OpenAI

OpenAI through Zumik - automatic prompt caching at a 50% read discount, the Batch API at 50% off, flex/default/scale service tiers, response retrieval and background mode, and when the broker routes here.

OpenAI is the stable first choice for broad model coverage and native Responses API compatibility. It caches automatically with no client instrumentation, runs a Batch API for non-interactive work, and exposes the widest set of stateful features (response retrieval, conversation state, background mode) of the five first-class providers.
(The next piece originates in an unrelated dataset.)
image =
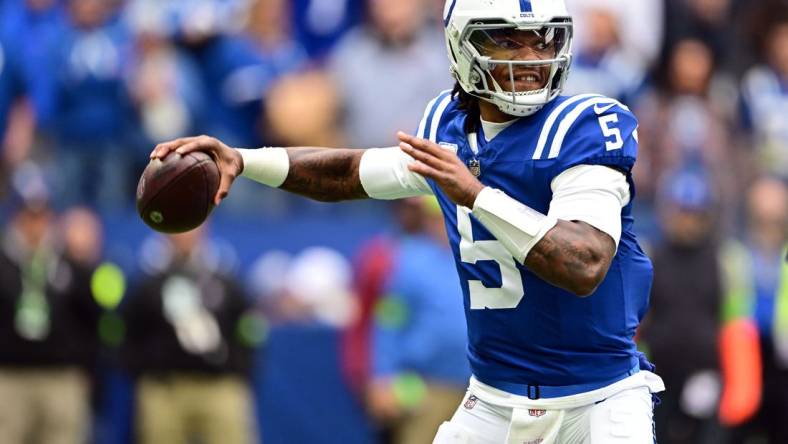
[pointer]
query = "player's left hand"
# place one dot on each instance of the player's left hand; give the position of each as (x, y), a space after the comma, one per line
(442, 166)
It is available on both the managed-provider and BYOK profiles. Requests that resolve here report Agent-Resolved-Provider: openai.

Caching economics

OpenAI prompt caching activates automatically for eligible requests; there is nothing to mark. Stable content (system prompt, tool definitions, response schema) must appear before dynamic content, because a single volatile token near the top resets the prefix.

Fact	Value
Cache type	Automatic
Minimum cacheable prefix	1,024 tokens
Cache-read discount	50% on cached input tokens
Default TTL	600 seconds
Extended TTL	up to 86,400 seconds (24h) on supported models
Cached-token reporting	Yes (`cached_tokens` in usage)
Manual cache clear	Not supported

Because manual clearing is not available, a managed-provider purge for OpenAI-cached state is expiry-bound: the guarantee is best_effort_expiry, not physical purge. For state you need to invalidate on demand, that is a reason to consider BYOC. See retention and purge.

Batch and service tiers

The Batch API delivers a 50% cost reduction at up to 24h turnaround. Route non-interactive work here: background evaluations, diagnostic trace reprocessing, bulk embeddings, pre-computable tool calls, replay experiments. Never route interactive or QoS interactive requests to Batch.

Service tiers map to the QoS class in the agent hints contract:

flex for cost-priority, non-urgent tasks.
default for standard interactive traffic.
scale for guaranteed-throughput commitments.

Stateful features

OpenAI is the only first-class provider here that reports response_retrieval_supported, conversation_state_supported, and background_mode_supported. That makes it the natural home for long-running background generations and server-side conversation state when you want the provider to hold it rather than Zumik's sessions.

When the broker routes here

Broad coverage default

The stable first choice when no other provider has a decisive cost or capability edge for the request.

Responses API compatibility

Workloads built around the native Responses API and its stateful features.

Background and batch work

Non-interactive tasks that take the 50% Batch discount, or background-mode generations.

Forgiving caching

Long stable prefixes that cache automatically - just keep volatile content off the front.

At a glance

Capability	Value
Context window	128,000 tokens
Multimodal input	Yes
Live search	No
Dedicated deployment	No
Service tiers	flex, default, scale
Data retention	standard
Regions	us, eu

Manifest revision cap_2026_06_09. The capability manifest is what the broker routes on and pins per decision. Confirm a hit through cached_tokens in the /v1 usage object or the full reuse waterfall on /v2/usage.